By sharing the research and dataset, the project aims to accelerate research into segmentation and more general image and video understanding. As a component in a larger system, SAM can perform segmentation tasks and contribute to more comprehensive multimodal understanding of the world, for example, understanding both the visual and text content of a webpage.

Looking ahead, tighter coupling between understanding images at the pixel level and higher-level semantic understanding of visual content could lead to even more powerful AI systems. The Segment Anything project is a significant step forward in this direction, opening up possibilities for new applications and advancements in computer vision and AI research.

Model Structure and Implementation

SAM's structure consists of three components:

  1. A ViT-H image encoder that runs once per image and outputs an image embedding.
  2. A prompt encoder that embeds input prompts such as clicks or boxes.
  3. A lightweight transformer-based mask decoder that predicts object masks from the image embedding and prompt embeddings.

The image encoder is implemented in PyTorch and requires a GPU for efficient inference. The prompt encoder and mask decoder can either run directly with PyTorch or be converted to ONNX and run efficiently on CPU or GPU across various platforms that support ONNX runtime.

The image encoder has 632 million parameters, while the prompt encoder and mask decoder together have 4 million parameters.

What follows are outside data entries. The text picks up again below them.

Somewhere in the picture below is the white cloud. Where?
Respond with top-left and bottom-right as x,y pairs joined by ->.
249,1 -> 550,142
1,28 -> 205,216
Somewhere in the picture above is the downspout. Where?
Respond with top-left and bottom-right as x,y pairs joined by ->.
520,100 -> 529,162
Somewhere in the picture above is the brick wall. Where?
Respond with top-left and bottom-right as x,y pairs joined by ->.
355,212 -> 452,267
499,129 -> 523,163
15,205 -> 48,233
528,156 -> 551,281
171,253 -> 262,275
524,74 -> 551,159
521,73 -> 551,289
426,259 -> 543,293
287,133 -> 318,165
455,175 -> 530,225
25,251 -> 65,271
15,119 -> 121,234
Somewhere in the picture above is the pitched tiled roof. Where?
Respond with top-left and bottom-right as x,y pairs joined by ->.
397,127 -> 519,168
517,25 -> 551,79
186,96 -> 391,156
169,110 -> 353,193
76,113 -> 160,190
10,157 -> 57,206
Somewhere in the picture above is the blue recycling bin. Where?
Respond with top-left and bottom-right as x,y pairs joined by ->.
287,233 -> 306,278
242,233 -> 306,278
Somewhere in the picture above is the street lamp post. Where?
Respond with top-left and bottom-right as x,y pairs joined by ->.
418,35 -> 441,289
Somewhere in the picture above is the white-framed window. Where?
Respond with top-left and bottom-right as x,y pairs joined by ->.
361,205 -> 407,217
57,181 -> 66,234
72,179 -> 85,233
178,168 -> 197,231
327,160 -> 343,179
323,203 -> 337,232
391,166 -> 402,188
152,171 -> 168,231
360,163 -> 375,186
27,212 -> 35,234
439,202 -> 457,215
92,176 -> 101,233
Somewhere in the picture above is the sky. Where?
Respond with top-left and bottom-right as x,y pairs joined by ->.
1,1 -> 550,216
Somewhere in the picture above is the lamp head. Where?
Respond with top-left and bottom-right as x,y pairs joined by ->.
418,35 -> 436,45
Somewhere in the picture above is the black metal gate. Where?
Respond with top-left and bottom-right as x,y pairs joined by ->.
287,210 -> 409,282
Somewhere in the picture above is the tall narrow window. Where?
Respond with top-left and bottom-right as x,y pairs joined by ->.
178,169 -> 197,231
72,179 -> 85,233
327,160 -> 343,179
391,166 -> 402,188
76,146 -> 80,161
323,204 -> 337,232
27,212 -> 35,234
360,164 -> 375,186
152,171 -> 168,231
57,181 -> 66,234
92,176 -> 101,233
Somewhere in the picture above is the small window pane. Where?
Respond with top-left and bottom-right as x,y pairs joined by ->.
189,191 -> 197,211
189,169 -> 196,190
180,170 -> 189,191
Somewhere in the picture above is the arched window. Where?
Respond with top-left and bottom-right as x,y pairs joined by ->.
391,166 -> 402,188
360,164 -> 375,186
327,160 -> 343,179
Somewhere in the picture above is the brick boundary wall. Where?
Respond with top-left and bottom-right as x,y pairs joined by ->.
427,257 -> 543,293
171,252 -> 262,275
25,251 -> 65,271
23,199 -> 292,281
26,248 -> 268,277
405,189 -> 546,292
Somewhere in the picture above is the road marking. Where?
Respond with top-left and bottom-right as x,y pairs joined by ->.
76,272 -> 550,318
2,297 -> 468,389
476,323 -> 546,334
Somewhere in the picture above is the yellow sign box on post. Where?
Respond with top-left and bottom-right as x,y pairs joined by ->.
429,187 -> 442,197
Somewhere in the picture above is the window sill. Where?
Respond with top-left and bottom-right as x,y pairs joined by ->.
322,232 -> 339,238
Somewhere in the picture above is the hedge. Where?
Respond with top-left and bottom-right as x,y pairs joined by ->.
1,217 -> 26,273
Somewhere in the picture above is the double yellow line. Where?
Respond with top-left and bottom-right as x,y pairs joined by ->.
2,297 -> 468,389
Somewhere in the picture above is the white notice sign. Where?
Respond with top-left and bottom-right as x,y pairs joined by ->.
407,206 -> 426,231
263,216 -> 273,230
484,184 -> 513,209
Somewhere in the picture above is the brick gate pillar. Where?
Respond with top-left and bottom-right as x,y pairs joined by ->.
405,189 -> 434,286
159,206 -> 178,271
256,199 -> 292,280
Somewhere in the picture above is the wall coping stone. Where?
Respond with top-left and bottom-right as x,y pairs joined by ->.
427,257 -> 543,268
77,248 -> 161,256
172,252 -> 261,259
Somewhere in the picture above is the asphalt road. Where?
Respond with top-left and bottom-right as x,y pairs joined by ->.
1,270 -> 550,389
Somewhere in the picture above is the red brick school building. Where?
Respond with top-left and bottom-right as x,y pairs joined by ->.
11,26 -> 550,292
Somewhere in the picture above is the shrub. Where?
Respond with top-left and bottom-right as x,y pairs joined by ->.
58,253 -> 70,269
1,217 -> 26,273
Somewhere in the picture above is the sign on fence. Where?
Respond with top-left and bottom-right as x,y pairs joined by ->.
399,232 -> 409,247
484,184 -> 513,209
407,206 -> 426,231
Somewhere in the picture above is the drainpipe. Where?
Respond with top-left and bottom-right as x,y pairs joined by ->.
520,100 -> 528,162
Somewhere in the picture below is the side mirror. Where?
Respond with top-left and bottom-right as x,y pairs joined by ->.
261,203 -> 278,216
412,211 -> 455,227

The image encoder takes approximately 0.15 seconds on an NVIDIA A100 GPU, while the prompt encoder and mask decoder take about 50 milliseconds on a CPU in a browser using multithreaded SIMD execution.

SAM was trained for 3-5 days on 256 A100 GPUs.

FAQs and Additional Information

SAM predicts object masks only and does not generate labels. It currently supports images or individual frames extracted from videos, but not videos directly.

The source code for SAM is available on GitHub for users interested in exploring and utilizing the model.